Quick Chicken Rice Congee
Chinese chicken soup
(4 to 6 portions)
For this recipe, use canned white chicken meat if you are camping. Usually, this soup would simmer for 2-3 hours until the rice “flowers”; we offer a shorter version for the hungry paddler who doesn’t want to spoil all his fuel for the cooking of one meal…
In a medium-large saucepan, heat vegetable oil and sauté ginger, scallions and garlic for about 2 minutes. Add rice and broth and bring to a boil. Cover, reduce heat and simmer for 30 minutes. Add chicken and heat through. Just before serving, add sesame oil and fresh cilantro.

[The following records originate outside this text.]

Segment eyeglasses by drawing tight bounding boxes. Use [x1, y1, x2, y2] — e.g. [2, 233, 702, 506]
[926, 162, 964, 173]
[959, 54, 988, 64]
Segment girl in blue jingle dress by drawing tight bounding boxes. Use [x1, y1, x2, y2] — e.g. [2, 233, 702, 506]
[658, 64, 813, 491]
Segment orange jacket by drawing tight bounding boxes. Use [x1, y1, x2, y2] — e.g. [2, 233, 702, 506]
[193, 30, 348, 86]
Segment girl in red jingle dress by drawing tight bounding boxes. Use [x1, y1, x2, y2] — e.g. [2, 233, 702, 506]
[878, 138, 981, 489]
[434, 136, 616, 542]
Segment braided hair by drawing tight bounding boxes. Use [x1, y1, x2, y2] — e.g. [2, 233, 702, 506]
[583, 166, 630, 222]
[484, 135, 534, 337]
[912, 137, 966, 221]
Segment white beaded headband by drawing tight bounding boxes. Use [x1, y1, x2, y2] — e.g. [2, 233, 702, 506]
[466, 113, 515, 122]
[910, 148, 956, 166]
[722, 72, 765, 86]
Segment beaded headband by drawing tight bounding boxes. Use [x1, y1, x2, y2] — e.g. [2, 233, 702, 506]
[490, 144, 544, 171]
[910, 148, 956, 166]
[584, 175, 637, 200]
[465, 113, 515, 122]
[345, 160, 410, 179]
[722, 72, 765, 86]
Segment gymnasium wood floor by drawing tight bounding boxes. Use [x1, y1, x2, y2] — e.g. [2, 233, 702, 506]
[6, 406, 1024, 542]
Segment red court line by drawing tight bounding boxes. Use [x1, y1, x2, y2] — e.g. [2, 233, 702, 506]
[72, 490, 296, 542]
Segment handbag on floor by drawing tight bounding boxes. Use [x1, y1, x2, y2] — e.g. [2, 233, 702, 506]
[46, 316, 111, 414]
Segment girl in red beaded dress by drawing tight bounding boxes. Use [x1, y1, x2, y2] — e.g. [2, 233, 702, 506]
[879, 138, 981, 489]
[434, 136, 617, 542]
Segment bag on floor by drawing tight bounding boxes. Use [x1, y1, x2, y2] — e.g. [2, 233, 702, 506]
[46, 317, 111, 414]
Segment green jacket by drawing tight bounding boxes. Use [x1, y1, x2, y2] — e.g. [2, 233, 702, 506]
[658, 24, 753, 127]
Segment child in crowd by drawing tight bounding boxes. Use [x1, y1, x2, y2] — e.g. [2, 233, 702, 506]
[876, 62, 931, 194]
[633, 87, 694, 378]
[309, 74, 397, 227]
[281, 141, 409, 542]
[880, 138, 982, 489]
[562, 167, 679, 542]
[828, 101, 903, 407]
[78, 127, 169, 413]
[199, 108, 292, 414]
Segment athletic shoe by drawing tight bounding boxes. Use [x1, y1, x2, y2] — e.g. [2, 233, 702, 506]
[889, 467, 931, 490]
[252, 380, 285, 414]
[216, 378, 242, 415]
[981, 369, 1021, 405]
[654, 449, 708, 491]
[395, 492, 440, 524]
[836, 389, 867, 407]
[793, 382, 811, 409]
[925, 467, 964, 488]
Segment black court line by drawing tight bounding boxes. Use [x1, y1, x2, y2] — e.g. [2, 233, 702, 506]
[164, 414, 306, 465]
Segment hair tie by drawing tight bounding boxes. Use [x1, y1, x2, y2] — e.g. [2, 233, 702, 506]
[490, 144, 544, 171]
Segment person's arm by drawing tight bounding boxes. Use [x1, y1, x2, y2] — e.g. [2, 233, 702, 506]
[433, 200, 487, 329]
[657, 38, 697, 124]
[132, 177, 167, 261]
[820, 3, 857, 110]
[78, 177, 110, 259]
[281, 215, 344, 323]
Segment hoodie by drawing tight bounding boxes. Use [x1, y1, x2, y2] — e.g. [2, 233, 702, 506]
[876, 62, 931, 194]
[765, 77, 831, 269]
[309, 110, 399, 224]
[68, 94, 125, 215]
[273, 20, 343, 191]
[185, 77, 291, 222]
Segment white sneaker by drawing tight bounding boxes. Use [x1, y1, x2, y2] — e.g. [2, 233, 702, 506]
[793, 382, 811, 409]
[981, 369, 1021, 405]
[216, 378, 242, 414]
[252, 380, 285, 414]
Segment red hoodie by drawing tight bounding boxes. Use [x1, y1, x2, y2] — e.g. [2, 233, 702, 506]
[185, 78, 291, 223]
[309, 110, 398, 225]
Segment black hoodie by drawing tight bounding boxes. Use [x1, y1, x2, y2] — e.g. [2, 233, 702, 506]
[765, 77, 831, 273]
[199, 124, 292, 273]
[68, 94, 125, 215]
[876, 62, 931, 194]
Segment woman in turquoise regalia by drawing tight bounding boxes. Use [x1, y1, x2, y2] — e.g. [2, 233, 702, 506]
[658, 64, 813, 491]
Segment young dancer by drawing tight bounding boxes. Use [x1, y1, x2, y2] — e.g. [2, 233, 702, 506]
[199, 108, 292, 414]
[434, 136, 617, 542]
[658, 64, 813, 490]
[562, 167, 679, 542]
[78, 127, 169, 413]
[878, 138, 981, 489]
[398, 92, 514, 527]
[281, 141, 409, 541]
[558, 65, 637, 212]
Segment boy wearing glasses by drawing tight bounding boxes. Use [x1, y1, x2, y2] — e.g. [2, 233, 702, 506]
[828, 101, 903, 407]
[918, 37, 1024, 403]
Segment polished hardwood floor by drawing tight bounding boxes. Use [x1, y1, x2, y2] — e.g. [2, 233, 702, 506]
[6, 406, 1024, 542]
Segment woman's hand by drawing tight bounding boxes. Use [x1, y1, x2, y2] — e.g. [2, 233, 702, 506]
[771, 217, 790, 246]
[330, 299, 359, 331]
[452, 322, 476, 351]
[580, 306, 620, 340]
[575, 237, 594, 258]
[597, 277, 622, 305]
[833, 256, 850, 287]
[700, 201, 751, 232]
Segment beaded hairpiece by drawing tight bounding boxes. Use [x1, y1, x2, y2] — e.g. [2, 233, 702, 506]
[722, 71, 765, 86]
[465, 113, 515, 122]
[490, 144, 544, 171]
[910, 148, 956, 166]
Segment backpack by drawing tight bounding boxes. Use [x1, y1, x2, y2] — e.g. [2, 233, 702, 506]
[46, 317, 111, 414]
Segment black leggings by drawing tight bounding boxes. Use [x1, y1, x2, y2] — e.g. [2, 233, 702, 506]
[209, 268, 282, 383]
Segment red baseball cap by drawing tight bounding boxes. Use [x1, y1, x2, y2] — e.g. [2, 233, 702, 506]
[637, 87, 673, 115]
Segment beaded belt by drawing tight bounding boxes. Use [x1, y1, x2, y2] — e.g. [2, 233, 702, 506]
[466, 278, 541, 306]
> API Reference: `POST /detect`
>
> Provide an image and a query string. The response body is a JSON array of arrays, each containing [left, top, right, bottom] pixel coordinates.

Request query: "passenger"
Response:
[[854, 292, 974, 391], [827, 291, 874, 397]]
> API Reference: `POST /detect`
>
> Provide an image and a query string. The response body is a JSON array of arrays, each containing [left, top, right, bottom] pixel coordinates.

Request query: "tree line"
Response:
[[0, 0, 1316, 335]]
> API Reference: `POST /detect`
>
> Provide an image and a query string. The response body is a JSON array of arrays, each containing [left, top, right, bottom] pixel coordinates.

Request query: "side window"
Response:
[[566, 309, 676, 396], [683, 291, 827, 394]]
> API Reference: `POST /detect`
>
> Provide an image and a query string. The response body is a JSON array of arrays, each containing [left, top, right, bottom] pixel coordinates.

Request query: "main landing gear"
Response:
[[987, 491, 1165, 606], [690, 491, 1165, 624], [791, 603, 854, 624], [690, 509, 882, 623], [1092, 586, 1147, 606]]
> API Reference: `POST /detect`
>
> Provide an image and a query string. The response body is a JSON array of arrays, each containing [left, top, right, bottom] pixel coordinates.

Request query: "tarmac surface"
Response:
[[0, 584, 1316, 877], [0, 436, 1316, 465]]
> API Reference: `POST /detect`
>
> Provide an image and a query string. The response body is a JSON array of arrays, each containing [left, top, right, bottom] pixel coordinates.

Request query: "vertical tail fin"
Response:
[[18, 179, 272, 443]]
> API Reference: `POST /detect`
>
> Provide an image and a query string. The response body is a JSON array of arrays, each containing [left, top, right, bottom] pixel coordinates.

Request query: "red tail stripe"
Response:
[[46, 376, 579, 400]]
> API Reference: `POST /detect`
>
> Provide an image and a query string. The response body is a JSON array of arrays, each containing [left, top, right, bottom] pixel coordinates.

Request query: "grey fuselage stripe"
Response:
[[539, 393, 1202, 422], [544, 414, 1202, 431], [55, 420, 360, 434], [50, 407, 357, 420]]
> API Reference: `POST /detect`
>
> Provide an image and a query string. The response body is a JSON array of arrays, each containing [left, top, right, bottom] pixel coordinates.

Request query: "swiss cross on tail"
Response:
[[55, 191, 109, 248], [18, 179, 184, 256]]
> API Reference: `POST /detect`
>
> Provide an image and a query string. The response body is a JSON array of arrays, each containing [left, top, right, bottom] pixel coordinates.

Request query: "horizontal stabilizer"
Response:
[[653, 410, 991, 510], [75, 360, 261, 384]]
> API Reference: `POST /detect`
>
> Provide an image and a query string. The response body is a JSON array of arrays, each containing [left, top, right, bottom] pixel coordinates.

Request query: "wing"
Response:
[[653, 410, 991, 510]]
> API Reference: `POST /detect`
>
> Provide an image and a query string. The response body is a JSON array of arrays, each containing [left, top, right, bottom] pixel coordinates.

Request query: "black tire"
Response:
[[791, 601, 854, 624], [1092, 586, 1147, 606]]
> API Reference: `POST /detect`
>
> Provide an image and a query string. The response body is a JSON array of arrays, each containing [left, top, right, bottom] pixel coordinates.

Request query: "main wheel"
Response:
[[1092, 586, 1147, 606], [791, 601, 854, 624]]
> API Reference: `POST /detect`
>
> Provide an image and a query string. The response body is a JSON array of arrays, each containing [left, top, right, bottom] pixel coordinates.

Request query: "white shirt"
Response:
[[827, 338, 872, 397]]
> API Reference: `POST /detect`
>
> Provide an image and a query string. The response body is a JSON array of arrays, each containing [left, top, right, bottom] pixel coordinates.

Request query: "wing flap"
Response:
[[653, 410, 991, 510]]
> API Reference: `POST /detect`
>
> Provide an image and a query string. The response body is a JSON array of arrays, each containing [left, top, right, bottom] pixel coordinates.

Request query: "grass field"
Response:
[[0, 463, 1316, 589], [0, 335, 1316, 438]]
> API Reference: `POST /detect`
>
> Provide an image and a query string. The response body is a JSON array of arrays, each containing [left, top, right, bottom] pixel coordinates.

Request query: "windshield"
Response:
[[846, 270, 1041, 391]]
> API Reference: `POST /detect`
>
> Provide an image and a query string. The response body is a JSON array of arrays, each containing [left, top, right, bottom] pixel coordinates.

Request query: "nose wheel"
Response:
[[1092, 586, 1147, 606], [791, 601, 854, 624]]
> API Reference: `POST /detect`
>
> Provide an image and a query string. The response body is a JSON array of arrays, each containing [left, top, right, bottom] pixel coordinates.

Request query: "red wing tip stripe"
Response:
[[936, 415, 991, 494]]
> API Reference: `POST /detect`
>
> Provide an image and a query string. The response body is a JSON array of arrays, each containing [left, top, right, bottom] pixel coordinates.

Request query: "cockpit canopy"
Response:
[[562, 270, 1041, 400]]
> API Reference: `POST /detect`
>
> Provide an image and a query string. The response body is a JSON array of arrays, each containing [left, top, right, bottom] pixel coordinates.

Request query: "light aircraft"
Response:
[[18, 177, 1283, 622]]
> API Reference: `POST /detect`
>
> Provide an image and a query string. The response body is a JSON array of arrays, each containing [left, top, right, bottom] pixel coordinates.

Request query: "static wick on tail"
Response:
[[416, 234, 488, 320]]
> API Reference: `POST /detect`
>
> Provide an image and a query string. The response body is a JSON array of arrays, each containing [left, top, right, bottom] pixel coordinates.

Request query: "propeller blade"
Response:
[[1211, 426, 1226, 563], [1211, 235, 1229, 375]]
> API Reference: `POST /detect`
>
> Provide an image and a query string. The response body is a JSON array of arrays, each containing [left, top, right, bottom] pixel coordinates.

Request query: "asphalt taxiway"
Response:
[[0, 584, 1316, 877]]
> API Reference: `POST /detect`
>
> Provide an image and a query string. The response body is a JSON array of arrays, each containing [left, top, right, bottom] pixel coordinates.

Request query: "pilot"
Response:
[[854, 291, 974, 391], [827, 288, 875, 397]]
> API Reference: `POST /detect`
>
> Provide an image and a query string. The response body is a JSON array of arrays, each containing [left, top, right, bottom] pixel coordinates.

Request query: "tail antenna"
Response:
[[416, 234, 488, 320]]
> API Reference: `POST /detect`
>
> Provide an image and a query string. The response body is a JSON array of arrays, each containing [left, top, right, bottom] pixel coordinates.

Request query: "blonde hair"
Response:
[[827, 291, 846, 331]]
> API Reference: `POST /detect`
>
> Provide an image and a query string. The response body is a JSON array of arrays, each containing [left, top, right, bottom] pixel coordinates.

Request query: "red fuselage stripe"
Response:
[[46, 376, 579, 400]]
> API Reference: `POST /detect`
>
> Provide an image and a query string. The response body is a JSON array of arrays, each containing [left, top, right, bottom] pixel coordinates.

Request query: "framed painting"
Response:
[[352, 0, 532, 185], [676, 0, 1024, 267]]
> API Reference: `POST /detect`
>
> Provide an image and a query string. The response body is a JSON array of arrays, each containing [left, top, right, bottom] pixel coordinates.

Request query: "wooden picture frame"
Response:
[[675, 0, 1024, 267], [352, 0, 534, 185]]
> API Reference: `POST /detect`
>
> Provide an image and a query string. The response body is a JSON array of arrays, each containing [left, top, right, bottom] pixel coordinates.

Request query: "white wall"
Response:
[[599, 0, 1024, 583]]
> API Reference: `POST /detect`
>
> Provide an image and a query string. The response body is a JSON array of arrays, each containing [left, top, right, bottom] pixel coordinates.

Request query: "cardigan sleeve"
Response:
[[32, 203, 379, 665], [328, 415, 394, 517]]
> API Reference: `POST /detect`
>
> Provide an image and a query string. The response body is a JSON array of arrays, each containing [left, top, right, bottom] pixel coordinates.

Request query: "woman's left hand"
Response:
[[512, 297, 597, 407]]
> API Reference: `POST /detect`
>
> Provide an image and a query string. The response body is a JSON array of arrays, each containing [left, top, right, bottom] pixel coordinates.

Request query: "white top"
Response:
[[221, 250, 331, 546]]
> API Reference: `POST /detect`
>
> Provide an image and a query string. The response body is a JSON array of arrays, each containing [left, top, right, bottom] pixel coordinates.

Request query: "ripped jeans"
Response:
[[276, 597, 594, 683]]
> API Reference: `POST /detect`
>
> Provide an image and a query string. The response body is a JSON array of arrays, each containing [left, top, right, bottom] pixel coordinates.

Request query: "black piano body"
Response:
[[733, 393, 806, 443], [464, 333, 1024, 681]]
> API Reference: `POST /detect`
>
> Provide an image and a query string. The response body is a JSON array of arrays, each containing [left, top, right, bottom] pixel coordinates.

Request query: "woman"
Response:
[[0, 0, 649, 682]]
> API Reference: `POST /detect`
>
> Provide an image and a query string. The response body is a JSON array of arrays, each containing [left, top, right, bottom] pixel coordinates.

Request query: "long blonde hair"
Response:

Fabulous Dry Mushrooms Risotto
In a medium pot, put chicken broth, wine and mushrooms. Bring to a boil. Turn off the heat and let stand while you chop the onion and the garlic. In a skillet, sauté onion and garlic in olive oil for about 5-6 minutes. Add rice and parsley and mix well. Pour in half the broth with all the dry mushrooms and cook on medium heat, stirring often. Stirring gives a creamy consistency. When almost all the liquid is absorbed, pour the remaining liquid and repeat the stirring operation until the rice is cooked but still humid. Just before serving, add the Parmesan cheese and pepper. Stir well and serve.
Note: you can also add a can of tuna, Nordic shrimps or a bit of dry ham to this risotto if you feel like it just before serving.